The Magnitude and Phase of Temporal Modulation Transfer Functions in Cat Auditory Cortex

Abstract

Temporal modulation transfer functions (tMTFs) in response to periodic click trains are presented for simultaneous recordings from primary auditory cortex, anterior auditory field, and secondary auditory cortex in 21 cats. The multiunit records could be separated in to 215 single-unit spike trains that allowed a reliable estimate of a group delay, which represents the cumulative delay for responses to repetitive stimuli. For approximately two-thirds of the 215 single units the group delay was within 7.5 msec of the response latency to the first clicks in the trains. For the remaining units, the group delay was on average ∼14 msec higher, and this may result from differences in synaptic properties. These findings were similar in the three cortical areas studied.
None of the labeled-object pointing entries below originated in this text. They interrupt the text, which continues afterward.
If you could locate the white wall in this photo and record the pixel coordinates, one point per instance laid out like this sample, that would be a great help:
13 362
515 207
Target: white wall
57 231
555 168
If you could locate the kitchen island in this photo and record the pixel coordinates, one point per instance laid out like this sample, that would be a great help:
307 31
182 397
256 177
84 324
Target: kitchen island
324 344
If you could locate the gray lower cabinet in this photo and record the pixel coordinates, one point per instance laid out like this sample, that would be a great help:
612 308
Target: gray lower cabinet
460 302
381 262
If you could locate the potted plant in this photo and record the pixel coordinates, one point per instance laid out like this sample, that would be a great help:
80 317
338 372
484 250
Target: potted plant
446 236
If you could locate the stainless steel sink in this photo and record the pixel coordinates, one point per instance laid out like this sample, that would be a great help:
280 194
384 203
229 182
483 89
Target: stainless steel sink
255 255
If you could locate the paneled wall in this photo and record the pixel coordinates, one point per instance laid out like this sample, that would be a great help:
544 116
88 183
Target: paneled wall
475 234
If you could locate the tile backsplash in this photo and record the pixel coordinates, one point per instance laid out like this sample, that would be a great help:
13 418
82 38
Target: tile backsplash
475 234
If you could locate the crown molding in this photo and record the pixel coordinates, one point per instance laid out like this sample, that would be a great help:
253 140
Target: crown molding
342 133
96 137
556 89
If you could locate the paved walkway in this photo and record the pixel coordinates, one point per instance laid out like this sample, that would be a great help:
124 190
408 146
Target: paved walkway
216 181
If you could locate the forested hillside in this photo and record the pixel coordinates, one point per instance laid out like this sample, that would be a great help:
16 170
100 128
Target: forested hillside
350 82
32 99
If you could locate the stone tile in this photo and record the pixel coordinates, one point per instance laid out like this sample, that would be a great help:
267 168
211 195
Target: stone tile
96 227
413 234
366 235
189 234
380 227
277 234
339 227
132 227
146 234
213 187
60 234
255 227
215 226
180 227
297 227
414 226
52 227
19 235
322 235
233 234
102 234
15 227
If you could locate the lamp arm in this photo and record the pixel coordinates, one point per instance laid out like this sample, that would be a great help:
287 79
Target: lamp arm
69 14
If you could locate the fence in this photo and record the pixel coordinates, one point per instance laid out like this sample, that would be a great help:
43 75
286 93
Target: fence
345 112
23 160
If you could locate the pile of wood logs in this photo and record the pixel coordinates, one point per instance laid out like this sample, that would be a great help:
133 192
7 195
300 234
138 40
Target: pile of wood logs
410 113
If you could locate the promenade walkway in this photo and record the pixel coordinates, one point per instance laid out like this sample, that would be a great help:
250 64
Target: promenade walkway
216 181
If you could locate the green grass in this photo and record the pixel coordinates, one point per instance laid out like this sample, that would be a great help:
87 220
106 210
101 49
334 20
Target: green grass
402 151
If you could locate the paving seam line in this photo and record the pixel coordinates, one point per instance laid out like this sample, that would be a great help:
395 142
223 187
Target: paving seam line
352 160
The findings are modeled based on presynaptic facilitation and depression and pyramidal cell calcium kinetics, and a quantitative description of the magnitude of the tMTF was obtained that resulted in substantially shorter depression time constants (20 msec) than reported for visual cortex (300 msec). A small amount (0–5.5%) of facilitation that decayed with a time constant of 60 msec was obtained. Auditory cortical cells apparently have much faster recovery mechanisms than visual cortical cells. This allows for the ability of the auditory cortex to reliably track the rhythms that occur in natural sounds.